On 2022-05-25, Fons Adriaensen wrote:

I am still not too sure if even now things are standardised enough for anyone to write a fresh file format for it that pleases everyone.

It doesn't have to please anybody at all. It just needs to work, and be implemented in a widely known and FLOSS library. Repetto's Libsndfile always comes to mind here, from discussions on the musicdsp list.

Suffice it to say, such things can't just be written,they have to be implemented and tested, e.g. on vast tiered speaker layouts which very few people have access to.

I'd argue that library-wise, even a very basic decoder would do most of the lifting. Once the foot is in the door, then developers would jump at the opportunity to better their wares.

So what's missing from the base ambisonic toolchain? Not the file format, because AmbiX/CAF does just fine and its extended format *more* than fine. As Fons just laid it out.

What's missing is plug-and-play integration with Libsndfile and plain binary, a basic shelving n:th-order decoder, and n:th order streaming primitives for processing, as an integrated and optimized FLOSS package, written in C. Ported to the main architectures used out there for sound playback and recording, so x86/64, ARM, and maybe Verilog/VHDL for FPGL/ASIC work. If you were to be funny about it, an MPI implementation for massively parallel research work.

And of course it will need to use a 64bit-friendly file format too...

Which CAF is. RIFF can be so as well, but not *nearly* as neatly.

Ambix seems to be the de facto standard today, except that instead of the required CAF container most people seem to use the same channel order and gains in a WAVEX file. Which in turn means that the 'extended' format is not available as it depends on CAF's UUID chunck.

Obviously RIFF, as in WAVEX, is a chunked format as well. It's well capable of carrying a UUID-kinda optional chunk. In fact, IFF/RIFF are the progenitors to CAF/MPEG-4 BMFF as well as WAVEX/RF64. The nested TLV structure, akin to even ASN.1, is fully retained.

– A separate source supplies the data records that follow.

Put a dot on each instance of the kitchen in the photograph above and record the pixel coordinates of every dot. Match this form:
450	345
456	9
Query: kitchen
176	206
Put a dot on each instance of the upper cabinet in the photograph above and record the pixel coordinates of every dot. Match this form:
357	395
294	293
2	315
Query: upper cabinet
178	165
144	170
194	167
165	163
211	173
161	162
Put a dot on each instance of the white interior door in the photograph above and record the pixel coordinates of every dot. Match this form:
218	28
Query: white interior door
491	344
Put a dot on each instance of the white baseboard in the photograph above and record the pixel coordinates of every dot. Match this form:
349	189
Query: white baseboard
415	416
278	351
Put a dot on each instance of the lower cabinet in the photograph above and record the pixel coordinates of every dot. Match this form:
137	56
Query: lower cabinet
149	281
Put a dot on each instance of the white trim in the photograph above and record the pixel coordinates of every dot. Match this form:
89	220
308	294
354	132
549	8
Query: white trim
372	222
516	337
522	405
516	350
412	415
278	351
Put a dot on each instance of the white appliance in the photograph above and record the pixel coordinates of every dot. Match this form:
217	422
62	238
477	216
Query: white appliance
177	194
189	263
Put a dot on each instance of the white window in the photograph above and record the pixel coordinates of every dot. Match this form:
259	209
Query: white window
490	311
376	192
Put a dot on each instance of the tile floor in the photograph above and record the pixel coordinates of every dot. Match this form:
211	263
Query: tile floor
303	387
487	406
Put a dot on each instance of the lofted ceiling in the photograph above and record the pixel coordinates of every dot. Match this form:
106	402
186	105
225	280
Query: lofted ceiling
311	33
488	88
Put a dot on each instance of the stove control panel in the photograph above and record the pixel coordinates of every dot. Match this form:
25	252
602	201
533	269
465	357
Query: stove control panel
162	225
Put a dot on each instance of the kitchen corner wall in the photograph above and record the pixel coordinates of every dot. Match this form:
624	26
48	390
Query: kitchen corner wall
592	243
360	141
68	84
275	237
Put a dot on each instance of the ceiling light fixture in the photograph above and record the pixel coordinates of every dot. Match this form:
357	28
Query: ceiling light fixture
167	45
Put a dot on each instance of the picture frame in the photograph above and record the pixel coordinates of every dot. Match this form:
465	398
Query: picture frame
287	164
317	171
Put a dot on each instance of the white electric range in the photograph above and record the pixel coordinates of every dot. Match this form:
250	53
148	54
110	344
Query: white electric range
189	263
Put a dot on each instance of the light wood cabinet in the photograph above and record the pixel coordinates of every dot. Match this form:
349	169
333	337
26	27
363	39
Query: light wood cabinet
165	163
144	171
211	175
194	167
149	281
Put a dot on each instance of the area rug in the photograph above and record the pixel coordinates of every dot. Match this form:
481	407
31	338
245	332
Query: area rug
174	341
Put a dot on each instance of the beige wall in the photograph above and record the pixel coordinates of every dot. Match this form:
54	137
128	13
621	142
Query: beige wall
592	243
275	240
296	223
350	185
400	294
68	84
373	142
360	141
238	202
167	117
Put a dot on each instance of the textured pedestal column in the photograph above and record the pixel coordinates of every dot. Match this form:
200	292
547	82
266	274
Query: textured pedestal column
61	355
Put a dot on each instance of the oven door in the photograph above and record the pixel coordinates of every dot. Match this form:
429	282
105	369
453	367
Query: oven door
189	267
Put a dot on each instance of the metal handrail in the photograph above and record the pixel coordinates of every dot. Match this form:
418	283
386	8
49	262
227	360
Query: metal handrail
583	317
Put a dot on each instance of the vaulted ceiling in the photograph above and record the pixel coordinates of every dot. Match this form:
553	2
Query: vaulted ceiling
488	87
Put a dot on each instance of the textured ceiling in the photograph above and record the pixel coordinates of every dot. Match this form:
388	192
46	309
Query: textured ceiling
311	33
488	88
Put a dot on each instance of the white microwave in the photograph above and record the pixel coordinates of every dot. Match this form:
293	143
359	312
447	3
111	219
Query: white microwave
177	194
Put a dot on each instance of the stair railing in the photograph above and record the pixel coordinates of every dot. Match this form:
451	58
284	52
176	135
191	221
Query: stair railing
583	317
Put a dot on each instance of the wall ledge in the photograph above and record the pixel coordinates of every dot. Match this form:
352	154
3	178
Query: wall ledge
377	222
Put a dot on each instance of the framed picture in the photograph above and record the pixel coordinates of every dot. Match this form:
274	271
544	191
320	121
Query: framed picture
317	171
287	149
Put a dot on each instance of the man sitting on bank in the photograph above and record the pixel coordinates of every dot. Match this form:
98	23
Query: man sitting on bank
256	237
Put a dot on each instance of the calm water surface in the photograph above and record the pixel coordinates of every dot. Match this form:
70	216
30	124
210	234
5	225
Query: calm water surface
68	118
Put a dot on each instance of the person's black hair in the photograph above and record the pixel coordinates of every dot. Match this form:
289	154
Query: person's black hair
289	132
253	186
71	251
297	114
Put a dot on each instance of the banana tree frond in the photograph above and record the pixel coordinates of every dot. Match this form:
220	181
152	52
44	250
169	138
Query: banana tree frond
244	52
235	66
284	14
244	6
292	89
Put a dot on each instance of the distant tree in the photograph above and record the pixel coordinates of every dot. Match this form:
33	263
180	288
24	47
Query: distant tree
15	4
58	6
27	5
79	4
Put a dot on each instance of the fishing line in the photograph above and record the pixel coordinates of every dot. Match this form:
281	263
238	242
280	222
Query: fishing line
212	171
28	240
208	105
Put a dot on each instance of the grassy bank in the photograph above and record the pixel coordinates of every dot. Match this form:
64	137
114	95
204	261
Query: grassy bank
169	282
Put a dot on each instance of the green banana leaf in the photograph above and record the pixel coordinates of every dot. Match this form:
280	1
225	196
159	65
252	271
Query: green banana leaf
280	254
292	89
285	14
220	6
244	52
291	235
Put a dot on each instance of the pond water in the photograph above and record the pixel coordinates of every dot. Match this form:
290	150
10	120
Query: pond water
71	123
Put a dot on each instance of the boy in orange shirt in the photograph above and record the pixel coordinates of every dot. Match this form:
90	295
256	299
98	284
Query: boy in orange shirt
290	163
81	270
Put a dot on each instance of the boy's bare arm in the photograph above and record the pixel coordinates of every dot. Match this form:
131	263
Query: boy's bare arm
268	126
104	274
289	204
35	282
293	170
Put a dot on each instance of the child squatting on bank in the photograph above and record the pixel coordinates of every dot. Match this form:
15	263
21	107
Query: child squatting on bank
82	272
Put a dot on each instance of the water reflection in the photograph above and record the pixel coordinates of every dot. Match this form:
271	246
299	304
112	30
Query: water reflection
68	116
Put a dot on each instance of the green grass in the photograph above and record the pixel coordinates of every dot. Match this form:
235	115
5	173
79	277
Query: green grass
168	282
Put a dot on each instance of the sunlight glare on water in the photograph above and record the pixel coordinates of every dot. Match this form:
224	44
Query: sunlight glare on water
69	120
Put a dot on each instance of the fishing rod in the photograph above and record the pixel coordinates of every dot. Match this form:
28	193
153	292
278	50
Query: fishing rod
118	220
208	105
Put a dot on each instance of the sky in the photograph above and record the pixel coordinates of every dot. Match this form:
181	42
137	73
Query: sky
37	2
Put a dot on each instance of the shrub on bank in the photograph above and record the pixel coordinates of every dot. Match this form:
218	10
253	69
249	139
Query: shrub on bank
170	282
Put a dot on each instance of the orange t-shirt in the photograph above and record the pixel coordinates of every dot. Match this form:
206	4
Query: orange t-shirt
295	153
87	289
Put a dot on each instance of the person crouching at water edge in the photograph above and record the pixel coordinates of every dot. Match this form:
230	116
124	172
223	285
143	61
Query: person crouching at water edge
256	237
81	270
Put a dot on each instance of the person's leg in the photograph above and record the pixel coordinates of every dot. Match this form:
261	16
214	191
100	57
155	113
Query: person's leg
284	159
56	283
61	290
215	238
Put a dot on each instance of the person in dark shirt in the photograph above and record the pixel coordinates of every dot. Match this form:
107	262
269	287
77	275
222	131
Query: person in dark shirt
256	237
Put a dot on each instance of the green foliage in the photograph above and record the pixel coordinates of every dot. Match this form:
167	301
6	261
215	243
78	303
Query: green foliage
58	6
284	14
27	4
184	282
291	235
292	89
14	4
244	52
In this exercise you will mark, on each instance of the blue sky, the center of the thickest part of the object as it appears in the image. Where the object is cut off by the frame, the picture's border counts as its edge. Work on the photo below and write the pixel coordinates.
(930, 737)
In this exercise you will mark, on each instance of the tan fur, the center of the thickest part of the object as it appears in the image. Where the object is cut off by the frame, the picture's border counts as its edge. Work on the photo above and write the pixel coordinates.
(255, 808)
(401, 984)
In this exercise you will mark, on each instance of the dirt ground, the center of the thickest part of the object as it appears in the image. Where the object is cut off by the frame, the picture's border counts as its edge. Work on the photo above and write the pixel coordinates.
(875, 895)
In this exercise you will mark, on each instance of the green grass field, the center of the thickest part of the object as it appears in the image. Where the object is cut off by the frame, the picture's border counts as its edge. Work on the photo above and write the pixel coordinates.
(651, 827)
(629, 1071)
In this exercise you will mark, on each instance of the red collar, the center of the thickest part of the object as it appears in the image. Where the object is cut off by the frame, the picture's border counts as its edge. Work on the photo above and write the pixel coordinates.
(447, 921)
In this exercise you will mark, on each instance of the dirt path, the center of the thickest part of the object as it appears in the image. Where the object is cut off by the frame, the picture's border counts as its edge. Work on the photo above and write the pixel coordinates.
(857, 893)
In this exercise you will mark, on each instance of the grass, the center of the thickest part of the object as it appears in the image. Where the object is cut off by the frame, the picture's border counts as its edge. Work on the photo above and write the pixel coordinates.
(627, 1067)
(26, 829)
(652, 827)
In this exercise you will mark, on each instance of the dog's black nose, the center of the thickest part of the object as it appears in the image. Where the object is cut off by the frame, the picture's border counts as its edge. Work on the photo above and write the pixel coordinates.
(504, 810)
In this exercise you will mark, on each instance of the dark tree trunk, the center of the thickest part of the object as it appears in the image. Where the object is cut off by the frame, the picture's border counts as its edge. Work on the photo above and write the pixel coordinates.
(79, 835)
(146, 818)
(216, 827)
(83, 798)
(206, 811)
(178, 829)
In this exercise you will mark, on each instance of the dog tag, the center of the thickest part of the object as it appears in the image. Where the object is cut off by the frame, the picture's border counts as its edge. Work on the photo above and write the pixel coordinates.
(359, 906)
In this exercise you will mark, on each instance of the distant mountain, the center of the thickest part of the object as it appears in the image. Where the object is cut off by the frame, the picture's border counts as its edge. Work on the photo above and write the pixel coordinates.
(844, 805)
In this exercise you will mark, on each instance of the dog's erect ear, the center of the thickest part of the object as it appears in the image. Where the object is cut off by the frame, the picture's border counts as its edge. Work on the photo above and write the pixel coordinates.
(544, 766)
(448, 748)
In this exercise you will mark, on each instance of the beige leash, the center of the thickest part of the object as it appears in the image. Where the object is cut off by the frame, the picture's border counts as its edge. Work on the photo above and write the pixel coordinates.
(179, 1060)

A problem with the Ambix spec is that the internet never forgets, and if you search for it you could easily find the now invalid original document, or a version of the same with 'corrections' that make it hard to read and interpret.

None of that matters if you just go and implement the thing and spread your code around. "Code is law." Not the spec.

What is IMHO missing in the Ambix format is an optional UUID chunk that would contain the same info as a broadcast WAV, and in exactly the same format.

Ought to be simple enough to add as side metadata, right? Also usable by any part of the toolchain I outlined above.

What I can't advocate for are tons of different options for ordering, interlacing and bitwidths. Those are impossible to implement efficiently, especially in hardware. What you need is a fixed global channel order, from which something can be detracted. You can't do that by including null channels, because they will consume memory bandwidth as well. What you can do is specify a certain order and then mask channels out of it; this is what was done in the USB specification, and it's even more doable within some derivative of AmbiX.

It's also what we tried to do with Martin Leese when we specified the (from the beginning defunct) Ogg Channel mapping machinery ( https://wiki.xiph.org/OggPCM ). That piece of work tried to order all of the possible multichannel types by way of the existing bit masks having to do with individual channels. So basically by their quantized directional angle.

...but not quite so in toto, because there are plenty of channel definitions in use with extra semantics. E.g. the THX standard wants to have side back channels which are front-back dipoles, with no direct sound towards the central listener. This sort of thing is almost impossible to describe within the ambisonic framework, without including a high order room model. And besides, semantically, the minimum model is already encapsulated by the *intention* of the emitter being there: it's left back/right emitting field with no directed sound, intended to excite diffuse room modes from there, despite the size of the auditorium. It's rather difficult to exhibit something like that precisely in the ambisonic framework, yet it's still something you have to handle in cinematic audio, so we/I just left it in there to be worked out by the decoder.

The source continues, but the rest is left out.